ボールゲームでドリブルする相手についていけない…もっとスピードがあったら!と感じている方もいるかもしれません。ところが、陸上短距離選手がラグビーチームに駆り出されて持ち前のスピードで相手を抜き去ろうと思ったがタックルで止められてしまった…あれ?

実はスピードには「SAQ」という概念があります。「S」は一定区間を走り抜ける「速さ(Speed)」です。

「A」は切り返しなどで相手を翻弄する「敏捷性(Agility)」、「Q」はネットプレイやゴールキーパーなどの反応の「迅速さ(Quickness)」です。それぞれ、助走付きの20mタイム、Tの字走のタイム、刺激に対する反応動作時間などなど様々な方法で測定され、そのプレイヤーの適性を判断します。

ボールを前線に運ぶバックスではSpeedが、ゴール前でボールをもらって相手を抜き去ってシュートを狙うフォワードにはAgilityが、相手のシュートにすばやく対応するゴールキーパーにはQuicknessが求められます。さらに対人競技では相手方の運動方向への予測をも含む対応が求められ、当然そのトレーニング法も、該当する種目で求められるSAQの持つ「特異性」を認識して実施されます。

これらはいわば「専門的能力」と規定されますので、例えば50mダッシュの反復だけでは改善されません。球技で必要とされる「スピード」と「スタミナ」も、1000m走のインターバルトレーニングだけでは改善されませんが、一方で60分のゆっくりジョギングなどは「一般的能力」としての有酸素持久力の改善には必要なメニューです。

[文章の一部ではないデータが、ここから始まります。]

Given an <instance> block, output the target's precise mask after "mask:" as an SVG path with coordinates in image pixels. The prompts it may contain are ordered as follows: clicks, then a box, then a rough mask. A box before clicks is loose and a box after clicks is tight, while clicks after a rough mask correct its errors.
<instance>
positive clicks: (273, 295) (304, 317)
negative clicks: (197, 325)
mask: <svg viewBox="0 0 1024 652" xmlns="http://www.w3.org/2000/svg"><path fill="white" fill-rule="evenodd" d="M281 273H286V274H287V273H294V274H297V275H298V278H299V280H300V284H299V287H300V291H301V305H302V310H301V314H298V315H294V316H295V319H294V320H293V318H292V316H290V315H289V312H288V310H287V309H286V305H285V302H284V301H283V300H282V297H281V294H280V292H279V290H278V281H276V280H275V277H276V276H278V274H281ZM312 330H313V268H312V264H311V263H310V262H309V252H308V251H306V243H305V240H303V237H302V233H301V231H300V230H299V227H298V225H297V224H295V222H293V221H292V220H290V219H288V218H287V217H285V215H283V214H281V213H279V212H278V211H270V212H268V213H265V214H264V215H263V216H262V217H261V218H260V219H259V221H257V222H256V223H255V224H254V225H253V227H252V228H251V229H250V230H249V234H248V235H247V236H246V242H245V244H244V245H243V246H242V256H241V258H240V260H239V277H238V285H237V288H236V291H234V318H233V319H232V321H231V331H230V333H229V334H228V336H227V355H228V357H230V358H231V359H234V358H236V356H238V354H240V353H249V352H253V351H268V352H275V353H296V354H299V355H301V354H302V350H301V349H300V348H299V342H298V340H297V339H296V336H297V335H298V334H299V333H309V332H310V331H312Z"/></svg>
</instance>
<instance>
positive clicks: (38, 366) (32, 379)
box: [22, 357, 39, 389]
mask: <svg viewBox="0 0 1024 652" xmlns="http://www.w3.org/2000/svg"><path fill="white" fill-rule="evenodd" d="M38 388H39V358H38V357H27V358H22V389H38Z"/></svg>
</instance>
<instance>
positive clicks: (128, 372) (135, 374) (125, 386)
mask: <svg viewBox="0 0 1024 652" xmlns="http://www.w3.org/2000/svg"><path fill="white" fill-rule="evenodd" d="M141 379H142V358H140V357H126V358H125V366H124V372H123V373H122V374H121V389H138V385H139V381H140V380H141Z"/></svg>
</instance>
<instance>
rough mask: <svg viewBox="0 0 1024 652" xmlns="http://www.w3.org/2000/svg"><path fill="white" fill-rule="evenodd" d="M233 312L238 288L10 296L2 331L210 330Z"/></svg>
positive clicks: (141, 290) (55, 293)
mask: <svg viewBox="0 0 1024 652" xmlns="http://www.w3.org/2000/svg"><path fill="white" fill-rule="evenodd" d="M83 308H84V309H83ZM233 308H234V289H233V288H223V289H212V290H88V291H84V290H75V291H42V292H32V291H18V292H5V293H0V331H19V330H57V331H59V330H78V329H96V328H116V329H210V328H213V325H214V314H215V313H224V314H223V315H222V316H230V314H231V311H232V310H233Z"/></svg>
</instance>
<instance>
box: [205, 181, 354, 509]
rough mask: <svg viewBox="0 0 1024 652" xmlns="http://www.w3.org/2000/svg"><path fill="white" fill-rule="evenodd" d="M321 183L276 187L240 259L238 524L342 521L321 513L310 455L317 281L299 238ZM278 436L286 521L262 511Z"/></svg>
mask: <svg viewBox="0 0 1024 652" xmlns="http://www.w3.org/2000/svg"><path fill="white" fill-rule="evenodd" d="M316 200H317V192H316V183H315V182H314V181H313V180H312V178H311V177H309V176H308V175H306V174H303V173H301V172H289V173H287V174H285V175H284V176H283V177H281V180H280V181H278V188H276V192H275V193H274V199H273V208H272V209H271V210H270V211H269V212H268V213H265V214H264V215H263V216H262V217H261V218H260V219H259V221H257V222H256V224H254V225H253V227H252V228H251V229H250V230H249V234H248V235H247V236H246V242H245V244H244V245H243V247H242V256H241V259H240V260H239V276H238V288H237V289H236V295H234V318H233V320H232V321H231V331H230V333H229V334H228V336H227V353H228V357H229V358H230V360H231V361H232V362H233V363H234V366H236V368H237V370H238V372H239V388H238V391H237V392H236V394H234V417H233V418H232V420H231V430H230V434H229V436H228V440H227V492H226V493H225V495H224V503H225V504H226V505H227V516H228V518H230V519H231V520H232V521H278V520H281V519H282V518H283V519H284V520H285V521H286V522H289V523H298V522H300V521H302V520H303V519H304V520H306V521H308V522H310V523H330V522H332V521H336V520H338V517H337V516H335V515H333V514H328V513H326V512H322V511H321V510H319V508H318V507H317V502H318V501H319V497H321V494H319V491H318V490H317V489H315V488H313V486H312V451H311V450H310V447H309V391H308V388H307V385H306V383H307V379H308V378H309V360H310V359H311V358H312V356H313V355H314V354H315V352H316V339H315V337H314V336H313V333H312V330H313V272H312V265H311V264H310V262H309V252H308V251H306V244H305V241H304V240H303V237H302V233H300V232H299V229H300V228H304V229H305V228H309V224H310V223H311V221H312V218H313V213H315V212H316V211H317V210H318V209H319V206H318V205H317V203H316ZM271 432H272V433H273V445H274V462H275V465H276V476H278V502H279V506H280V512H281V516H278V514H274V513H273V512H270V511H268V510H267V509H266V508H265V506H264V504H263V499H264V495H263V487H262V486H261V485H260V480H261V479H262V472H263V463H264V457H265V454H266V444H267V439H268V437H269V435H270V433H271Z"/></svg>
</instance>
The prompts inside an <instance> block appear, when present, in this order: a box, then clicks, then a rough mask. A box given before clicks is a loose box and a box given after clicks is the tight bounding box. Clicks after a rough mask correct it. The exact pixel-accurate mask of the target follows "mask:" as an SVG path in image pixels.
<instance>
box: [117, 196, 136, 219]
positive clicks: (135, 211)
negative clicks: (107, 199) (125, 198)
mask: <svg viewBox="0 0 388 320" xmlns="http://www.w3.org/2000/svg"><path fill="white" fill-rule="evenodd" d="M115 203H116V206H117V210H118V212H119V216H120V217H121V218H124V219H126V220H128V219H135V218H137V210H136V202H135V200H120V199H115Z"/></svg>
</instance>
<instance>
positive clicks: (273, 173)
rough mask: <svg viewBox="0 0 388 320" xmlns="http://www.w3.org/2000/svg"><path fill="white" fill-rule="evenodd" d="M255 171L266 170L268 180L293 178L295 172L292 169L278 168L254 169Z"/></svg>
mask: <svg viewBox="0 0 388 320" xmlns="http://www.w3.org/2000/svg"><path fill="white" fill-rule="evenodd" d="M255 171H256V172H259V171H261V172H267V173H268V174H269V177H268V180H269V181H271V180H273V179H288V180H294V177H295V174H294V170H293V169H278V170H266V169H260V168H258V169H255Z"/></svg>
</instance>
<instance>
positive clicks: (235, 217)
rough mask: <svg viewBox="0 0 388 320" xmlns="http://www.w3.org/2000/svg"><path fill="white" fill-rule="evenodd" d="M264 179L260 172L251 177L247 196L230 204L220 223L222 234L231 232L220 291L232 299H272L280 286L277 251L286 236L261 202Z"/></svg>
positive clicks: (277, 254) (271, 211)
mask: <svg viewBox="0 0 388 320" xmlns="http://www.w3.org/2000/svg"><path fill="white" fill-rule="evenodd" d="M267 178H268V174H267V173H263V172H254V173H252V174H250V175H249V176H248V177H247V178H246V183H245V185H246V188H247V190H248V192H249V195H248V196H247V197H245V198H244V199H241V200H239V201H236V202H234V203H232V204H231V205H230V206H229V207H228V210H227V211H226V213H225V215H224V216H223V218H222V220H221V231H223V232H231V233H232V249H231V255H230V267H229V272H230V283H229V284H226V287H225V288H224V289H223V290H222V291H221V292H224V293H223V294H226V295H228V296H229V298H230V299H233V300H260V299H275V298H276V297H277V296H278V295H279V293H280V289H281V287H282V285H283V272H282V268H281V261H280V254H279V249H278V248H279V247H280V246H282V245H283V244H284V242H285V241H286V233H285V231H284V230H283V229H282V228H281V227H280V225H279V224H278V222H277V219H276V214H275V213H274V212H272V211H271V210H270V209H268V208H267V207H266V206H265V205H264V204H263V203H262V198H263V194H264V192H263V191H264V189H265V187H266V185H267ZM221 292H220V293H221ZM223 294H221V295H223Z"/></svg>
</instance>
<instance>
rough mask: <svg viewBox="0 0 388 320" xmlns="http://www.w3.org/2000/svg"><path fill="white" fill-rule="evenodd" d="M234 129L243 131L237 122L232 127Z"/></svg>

怪我で休養していて復帰した際に、2時間の練習メニューは何とかこなせるのだけれど自分のポジションの課題にはついていけないというのは、この「一般的能力」と「専門的能力」との関係を示しています。

トレーニング計画では「期分け(Periodisation)」といって、準備期では一般的能力の改善を図り、試合期に向けて練習量を減らして技術課題の質を向上させて専門的能力の向上を目指します。また、目的とする試合の日程に合わせて2週間単位での練習の質と量をコントロールするスケジュールも求められます。

成長期の子どもであれば「練習やって食って寝る」ことで自然成長を促すことができますが、ベテランアスリートになればなるほどトレーニングの質と量、一般的能力と専門的能力の関係、疲労の回復やリハビリテーションなどをも視野に入れたいわゆる「ファンクショナルトレーニング(ボイル)」や「コンテクスチュアルトレーニング(ボッシュ)」などが重要になってくるのです。